家族を銃殺。14歳少年は…金正恩式「コロナ対策」違反で
新型コロナウイルスの拡散防止のため国家非常防疫体制が敷かれている北朝鮮で、脱北を試みて失敗した家族が銃殺される悲劇が起きたと、米政府系のラジオ・フリー・アジア(RFA)が22日付で伝えている。
金正恩党委員長は、防疫ルールの違反者は「軍法で対処せよ」との指示を下したと伝えらえており、これまでにも自宅隔離を守らなかったり、国境封鎖を破り密かに中国へ行ってきた人々が処刑されている。
両江道(リャンガンド)の住民がRFAに語ったところでは、「今月初め、道保衛部(秘密警察)に勤務する知人の話では、脱北を試みたのは50代の夫婦と14歳の少年の3人で、夫婦は先に脱北して韓国へ行った妻の弟の息子を連れて脱出しようとしたところを捕まった」のだという。つまり3人は、伯父と伯母、甥の関係である。
「彼ら(夫婦)は保衛部の拷問に耐えられず、弟からの連絡を受け、甥を連れて脱出しようとしたと自白してしまった。コロナ対策で国境警備が厳しくなっている時期に脱出を試みることが命がけであるうえ、国家非常防疫体制の期間中に脱北を試みる者には反逆罪を適用せよとの最高首脳部の指示もある。さらに、目的地が韓国だったということになれば、銃殺刑を免れるのは難しかっただろう」(住民)

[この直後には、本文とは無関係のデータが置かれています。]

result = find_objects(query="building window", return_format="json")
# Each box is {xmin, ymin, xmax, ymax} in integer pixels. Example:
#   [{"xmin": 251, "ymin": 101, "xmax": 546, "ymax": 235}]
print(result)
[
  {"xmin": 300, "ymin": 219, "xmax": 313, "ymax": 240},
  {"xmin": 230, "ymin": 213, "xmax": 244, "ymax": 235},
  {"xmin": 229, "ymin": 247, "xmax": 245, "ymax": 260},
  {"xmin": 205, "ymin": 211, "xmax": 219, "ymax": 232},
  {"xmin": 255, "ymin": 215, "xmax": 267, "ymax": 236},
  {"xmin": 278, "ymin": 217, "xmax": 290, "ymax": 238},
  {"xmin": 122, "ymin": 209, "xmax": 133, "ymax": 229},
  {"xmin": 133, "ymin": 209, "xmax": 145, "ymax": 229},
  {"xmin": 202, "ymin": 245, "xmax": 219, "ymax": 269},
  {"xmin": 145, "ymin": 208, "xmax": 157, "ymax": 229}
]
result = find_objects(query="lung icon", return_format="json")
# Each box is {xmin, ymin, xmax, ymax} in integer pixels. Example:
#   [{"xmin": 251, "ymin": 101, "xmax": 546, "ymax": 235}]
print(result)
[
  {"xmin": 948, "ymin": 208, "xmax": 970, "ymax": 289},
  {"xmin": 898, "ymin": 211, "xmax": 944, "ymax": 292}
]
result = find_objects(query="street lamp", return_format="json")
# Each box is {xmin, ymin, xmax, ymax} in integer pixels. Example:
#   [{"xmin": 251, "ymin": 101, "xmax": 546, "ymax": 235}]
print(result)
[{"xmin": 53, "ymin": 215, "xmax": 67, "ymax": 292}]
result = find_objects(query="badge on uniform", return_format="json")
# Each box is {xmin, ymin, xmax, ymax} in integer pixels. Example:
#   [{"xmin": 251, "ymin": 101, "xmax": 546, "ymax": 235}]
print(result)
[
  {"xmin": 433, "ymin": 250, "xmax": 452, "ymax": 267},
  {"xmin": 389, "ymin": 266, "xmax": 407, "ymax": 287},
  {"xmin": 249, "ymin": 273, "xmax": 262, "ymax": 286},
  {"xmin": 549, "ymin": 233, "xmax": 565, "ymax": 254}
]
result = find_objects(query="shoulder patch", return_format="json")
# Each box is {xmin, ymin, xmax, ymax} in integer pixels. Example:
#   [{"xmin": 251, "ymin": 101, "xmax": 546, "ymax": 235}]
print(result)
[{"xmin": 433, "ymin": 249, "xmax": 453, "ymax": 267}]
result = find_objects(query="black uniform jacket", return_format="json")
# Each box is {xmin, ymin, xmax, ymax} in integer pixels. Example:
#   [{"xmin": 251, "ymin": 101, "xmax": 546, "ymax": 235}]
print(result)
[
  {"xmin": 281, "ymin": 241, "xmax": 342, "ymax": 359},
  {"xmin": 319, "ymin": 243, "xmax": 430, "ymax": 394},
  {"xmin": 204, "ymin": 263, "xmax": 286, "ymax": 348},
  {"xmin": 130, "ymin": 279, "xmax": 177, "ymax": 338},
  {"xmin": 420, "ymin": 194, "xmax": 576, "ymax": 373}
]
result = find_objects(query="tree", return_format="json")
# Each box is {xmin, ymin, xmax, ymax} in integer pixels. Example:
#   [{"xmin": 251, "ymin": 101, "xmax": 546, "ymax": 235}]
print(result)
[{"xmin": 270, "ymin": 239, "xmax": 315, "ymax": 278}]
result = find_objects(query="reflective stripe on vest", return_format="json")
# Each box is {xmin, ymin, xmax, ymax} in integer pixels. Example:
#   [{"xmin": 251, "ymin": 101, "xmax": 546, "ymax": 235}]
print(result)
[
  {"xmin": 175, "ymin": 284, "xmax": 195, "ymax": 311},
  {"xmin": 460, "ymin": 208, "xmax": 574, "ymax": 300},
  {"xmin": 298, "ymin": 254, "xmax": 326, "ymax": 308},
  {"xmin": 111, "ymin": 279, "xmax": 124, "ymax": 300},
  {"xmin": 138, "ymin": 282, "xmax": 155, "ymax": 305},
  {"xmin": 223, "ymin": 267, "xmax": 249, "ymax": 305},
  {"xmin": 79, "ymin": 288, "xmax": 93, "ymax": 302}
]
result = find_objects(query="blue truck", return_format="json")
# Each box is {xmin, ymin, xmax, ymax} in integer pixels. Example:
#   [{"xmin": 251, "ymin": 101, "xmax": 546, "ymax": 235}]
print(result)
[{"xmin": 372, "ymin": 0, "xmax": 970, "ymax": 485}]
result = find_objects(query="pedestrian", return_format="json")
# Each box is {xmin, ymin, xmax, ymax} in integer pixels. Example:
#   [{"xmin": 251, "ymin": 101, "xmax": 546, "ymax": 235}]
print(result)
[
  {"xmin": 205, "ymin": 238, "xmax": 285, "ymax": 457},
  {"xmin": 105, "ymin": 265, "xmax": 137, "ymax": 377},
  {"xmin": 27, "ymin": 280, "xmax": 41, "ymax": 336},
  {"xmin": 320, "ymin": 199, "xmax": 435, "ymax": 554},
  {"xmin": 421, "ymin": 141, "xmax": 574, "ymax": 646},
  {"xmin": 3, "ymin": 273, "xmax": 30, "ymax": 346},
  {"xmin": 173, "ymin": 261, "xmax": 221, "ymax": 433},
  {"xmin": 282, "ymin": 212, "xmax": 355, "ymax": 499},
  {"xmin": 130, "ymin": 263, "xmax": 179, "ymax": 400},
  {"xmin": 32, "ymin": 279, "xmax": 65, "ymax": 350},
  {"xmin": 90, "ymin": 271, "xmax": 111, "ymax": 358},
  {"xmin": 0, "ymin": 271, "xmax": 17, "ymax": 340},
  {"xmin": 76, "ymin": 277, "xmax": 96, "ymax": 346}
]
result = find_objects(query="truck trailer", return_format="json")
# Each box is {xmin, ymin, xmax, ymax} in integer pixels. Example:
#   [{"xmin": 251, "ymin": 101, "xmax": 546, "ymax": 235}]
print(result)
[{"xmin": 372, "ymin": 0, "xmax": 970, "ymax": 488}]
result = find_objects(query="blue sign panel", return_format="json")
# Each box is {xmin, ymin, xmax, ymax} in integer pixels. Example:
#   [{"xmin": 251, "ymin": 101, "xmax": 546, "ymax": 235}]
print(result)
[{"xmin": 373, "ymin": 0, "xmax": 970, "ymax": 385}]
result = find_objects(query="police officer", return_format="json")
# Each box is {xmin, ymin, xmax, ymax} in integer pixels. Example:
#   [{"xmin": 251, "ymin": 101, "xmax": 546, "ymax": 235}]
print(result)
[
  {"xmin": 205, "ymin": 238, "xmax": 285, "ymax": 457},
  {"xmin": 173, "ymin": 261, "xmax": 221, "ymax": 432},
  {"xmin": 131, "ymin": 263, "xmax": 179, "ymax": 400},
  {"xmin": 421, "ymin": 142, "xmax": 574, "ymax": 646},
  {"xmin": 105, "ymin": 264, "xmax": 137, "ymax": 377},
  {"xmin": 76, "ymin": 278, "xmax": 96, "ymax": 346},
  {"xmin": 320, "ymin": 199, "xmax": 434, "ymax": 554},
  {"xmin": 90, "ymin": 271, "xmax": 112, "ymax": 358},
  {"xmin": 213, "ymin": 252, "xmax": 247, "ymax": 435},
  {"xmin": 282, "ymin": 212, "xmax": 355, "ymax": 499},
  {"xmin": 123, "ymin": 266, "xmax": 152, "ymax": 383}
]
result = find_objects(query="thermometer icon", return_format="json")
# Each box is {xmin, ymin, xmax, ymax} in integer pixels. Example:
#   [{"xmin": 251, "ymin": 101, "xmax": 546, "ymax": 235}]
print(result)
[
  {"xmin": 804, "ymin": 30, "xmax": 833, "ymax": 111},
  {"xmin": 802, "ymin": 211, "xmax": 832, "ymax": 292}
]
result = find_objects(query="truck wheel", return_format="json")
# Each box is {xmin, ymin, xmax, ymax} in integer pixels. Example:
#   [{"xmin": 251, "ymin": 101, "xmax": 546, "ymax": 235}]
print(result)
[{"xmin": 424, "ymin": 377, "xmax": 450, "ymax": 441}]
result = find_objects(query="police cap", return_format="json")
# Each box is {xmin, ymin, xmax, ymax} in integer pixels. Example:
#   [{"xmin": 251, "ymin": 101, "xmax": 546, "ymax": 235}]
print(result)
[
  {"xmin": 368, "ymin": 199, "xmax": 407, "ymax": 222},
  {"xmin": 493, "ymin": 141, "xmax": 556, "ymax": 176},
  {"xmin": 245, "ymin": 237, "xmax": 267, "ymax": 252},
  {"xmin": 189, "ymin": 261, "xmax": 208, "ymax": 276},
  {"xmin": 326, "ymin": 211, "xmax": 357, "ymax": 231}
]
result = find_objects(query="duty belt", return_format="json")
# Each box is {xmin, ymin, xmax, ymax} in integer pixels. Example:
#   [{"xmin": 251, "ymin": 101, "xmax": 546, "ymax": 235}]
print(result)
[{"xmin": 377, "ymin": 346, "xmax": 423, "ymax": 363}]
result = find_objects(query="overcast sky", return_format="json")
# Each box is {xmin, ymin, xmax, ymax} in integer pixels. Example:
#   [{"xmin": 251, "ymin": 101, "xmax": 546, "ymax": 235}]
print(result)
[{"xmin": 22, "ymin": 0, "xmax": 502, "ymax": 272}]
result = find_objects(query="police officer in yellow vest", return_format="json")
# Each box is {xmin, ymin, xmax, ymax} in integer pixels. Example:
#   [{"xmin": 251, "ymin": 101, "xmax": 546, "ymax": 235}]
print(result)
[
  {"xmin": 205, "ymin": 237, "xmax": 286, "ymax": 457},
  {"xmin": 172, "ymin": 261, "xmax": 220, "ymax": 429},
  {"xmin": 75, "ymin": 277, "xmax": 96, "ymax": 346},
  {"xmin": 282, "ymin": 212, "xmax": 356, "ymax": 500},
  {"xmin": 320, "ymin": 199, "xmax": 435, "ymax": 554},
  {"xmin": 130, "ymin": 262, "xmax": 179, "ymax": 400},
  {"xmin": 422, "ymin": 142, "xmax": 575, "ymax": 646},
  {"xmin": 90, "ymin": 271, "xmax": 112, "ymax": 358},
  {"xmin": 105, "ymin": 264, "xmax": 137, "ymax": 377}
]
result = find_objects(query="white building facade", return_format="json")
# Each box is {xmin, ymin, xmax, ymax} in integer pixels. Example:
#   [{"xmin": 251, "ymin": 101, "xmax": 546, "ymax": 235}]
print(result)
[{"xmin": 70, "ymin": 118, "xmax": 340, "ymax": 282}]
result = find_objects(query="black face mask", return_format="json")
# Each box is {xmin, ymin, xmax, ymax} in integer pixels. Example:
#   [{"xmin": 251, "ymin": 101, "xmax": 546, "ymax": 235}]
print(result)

北朝鮮では脱北がバレて当局に拘束された場合でも、出稼ぎ目的で中国に行ってきただけのケースと、韓国に行こうとしたり中国でキリスト教関係者と接触したりしたケースとでは、罰の重さが異なるのだ。日本の基準で言えば、いずれにせよとんでもない人権蹂躙には違いないのだが。
少年については、未成年であるとの理由でどうにか処刑は免れたとのことだが、夫婦は恐らく裁判すら経ず、即決で銃殺刑にされてしまったようだ。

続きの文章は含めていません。